Given an unsorted set of numbers from 1 to `N`

with exactly two of them missing, find those two missing numbers.

```
{
"arr": [6, 1, 3, 2]
}
```

Output:

```
[4, 5]
```

Input has four numbers, so they must be between 1 and 6 with two missing. 4 and 5 are the missing ones. 4 is the smaller one of the two so it goes first in the output.

```
{
"arr": [3, 4, 5]
}
```

Output:

```
[1, 2]
```

- Return an array with the two missing integers. The smaller number must go first.

Constraints:

- 1 <= length of the input array <= 10
^{5} - 1 <= any number in the input array <= length of the input array + 2
- Input array contains no duplicates.

Aim for an O(N) solution with constant space without modifying the input array.

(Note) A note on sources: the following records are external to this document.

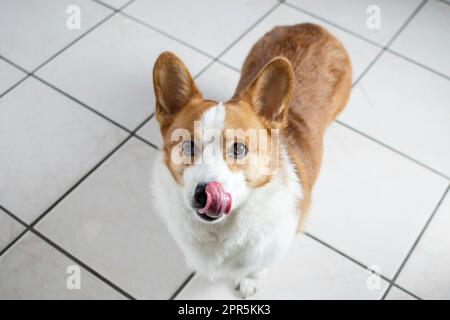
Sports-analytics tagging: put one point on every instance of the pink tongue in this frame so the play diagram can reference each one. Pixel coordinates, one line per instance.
(217, 200)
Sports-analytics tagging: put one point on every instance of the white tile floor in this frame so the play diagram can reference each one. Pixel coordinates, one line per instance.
(77, 139)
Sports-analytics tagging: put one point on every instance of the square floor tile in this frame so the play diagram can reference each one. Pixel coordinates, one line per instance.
(361, 52)
(369, 202)
(32, 269)
(427, 270)
(111, 69)
(108, 222)
(406, 107)
(150, 132)
(9, 229)
(308, 271)
(218, 83)
(359, 15)
(431, 26)
(397, 294)
(9, 76)
(210, 26)
(32, 31)
(48, 143)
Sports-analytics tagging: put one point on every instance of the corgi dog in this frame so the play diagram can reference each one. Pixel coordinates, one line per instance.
(233, 179)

We have provided two solutions for this problem. We will refer to the size of input array `arr`

as `n`

.

- We are given an array of integers from 1 to
`N`

and two integers are missing from this array. Note that the size of the array here would be`n`

which is equal to`N - 2`

. - To find our two missing numbers, we sum all the integers from 1 to
`N`

and obtain the resultant sum. - From this sum, we subtract all integers present in the array. So the remainder turns out to be the sum of the two missing numbers.
- Now we take the average of that remainder.
- We know that one of the missing numbers would be less than or equal to the average, so we sum all the numbers from 1 to average and subtract all the numbers present in the array that is smaller than the average from this sum.
- The resultant difference gives us a smaller number and subtracting this first number from the obtained sum of the missing numbers gives us the second number.

**Example:**

Consider the following input `[1, 2, 4]`

here we see that the sum of first 5 numbers (1 to 5) – sum of numbers present in the array is 15 – 7 = 8. The average turns out to be 8 / 2 = 4. Now we compute the sum from 1 to average (here, 4) and store it in variable `sum_average`

Then we iterate over the array and subtract numbers <= average (here,4) from the computed `sum_average`

. The resultant number is 3, which is the missing number. After this we obtain the other number, that is, 5 by subtracting 3 from the initial sum.

O(n).

We traverse the array two times.

O(1).

O(n), because of the size of input.

```
/*
Asymptotic complexity in terms of size of the given array \`n\`:
* Time: O(n).
* Auxiliary space: O(1).
* Total space: O(n).
*/
static ArrayList<Integer> find_missing_numbers(ArrayList<Integer> arr) {
int N = arr.size() + 2;
// sum of first n numbers
long sum = (N * 1l * (N + 1)) / 2;
for (int i : arr) {
sum -= i;
}
// we find the average and store sum of first average numbers
long average = sum / 2;
long sum_average = (average * (average + 1)) / 2;
long x = 0;
//sum of all numbers from arr less than average
for (int i : arr) {
if (i <= average) {
x += i;
}
}
// the resuls sum_average - x gives the smaller missing number
// we obtain the larger number using this smaller number
int num1 = (int) (sum_average - x);
int num2 = (int) (sum - num1);
ArrayList<Integer> result = new ArrayList<>();
result.add(num1);
result.add(num2);
return result;
}
```

- We will use the "exclusive or" logical operation, XOR.
- To find the two missing numbers, we take the XOR of all numbers from 1 to
`N`

and all the integers present in the array. The result gives us XOR of the two missing numbers. - Now a set bit in the XOR implies that one of the numbers has the corresponding bit set and the other one doesn't.
- So we take XOR of all numbers from 1 to
`N`

having that particular bit set and with this, we take XOR of all numbers present in the array having that particular bit set. - The result gives us one of the numbers.
- Taking XOR of this number with the XOR of the two missing numbers gives us the second number.

**Example:**

Consider the following input: `[1, 2, 4]`

.

The binary representation of the numbers 1 to 5 are

1 -> 001, 2 -> 010, 3 -> 011, 4 -> 100, 5 -> 101

Taking XOR of all numbers from 1 to 5 and all numbers present in the array gives 1 ^ 2 ^ 3 ^ 4 ^ 5 ^ 1 ^ 2 ^ 4 = 3 ^ 5 = 110 in binary representation.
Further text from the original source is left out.